Tymstra, president and flight instructor of Charlottetownbased Sea Eagle Aviation, said he and a student were on their way back from a training flight to Fredericton, N.B., around 1:30 p.m. Wednesday when he observed the patterned ice. “We were basically, on the north side of the bridge fairly high, 7,500 feet.
“As I was looking over to my east, I just looked down and saw all those squares.”
He said he didn’t even mention it to his student, but pulled out his cellphone and snapped one photo.
“I thought to myself, ‘that’s really cool.’”
It was while sharing the photo with his wife Wednesday evening that he realized just how cool it was and shared it on social media.
To put the rectangles into perspective, the bridge piers that are designed to break up the ice floes are 250 metres apart. That distance would also represent the width of each of the rectangles. The length of the blocks varies but, on average, seems to be about 75 per cent greater than the width.
It is likely that the Confederation Bridge will have lots of slicing to do this winter.
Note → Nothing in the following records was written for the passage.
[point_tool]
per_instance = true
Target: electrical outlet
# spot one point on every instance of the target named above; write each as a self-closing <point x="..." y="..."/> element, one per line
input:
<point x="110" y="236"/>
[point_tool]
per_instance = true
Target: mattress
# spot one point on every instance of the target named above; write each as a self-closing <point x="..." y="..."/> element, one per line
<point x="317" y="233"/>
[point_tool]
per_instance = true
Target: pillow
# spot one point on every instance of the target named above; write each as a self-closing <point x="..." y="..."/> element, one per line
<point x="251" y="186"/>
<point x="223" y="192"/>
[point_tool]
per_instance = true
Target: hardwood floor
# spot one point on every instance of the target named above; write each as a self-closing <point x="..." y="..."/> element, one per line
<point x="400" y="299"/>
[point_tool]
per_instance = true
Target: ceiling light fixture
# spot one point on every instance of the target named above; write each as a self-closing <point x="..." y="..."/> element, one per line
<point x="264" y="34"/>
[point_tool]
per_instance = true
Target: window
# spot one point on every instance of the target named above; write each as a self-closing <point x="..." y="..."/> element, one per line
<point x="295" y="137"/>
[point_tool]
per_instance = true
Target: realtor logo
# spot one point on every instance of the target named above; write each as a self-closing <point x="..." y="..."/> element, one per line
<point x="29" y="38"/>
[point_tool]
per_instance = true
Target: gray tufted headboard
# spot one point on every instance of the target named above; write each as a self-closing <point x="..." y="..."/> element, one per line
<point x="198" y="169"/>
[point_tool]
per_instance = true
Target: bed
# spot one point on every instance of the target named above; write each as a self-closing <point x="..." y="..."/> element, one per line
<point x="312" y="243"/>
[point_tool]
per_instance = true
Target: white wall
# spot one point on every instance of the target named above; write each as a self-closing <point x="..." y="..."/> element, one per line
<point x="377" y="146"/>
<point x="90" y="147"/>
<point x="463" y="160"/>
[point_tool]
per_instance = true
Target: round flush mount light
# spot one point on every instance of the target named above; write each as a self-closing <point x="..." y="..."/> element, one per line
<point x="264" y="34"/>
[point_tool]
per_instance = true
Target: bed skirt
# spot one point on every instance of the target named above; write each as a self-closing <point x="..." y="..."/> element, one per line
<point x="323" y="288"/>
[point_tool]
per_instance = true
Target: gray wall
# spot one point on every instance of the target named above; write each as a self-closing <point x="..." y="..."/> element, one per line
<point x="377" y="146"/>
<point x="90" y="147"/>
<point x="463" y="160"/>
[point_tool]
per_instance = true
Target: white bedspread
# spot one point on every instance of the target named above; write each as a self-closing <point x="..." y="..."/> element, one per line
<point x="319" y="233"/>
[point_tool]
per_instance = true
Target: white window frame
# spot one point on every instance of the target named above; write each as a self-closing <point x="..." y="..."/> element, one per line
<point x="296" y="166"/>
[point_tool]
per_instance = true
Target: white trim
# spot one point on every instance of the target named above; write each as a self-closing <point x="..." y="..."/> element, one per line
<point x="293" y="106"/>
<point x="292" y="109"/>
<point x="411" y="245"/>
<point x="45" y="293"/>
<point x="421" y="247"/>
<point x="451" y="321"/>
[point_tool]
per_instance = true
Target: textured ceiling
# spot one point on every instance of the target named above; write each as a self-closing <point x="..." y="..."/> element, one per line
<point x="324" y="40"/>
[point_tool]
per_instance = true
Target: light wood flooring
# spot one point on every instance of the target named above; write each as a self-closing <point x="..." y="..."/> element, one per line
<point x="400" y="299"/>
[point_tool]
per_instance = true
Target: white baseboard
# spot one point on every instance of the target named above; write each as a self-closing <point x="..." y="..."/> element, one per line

Department of Fisheries and Oceans spokesman, Steve Hachey, said ice conditions started developing in the Northumberland Strait earlier than normal this year, resulting in a current thickness of up to 30 centimetres.
Coast Guard maps show Prince Edward Island almost completely iced in with the exception of open water off the eastern tip.
“The thicker ice conditions are generally found in the shorefast ice of the bays and harbours in the southern regions of the Gulf of St. Lawrence,” Hachey noted.
The Coast Guard, he reported, currently has nine icebreakers in service from Montreal to the Atlantic Ocean, and two more are expected to return to service soon.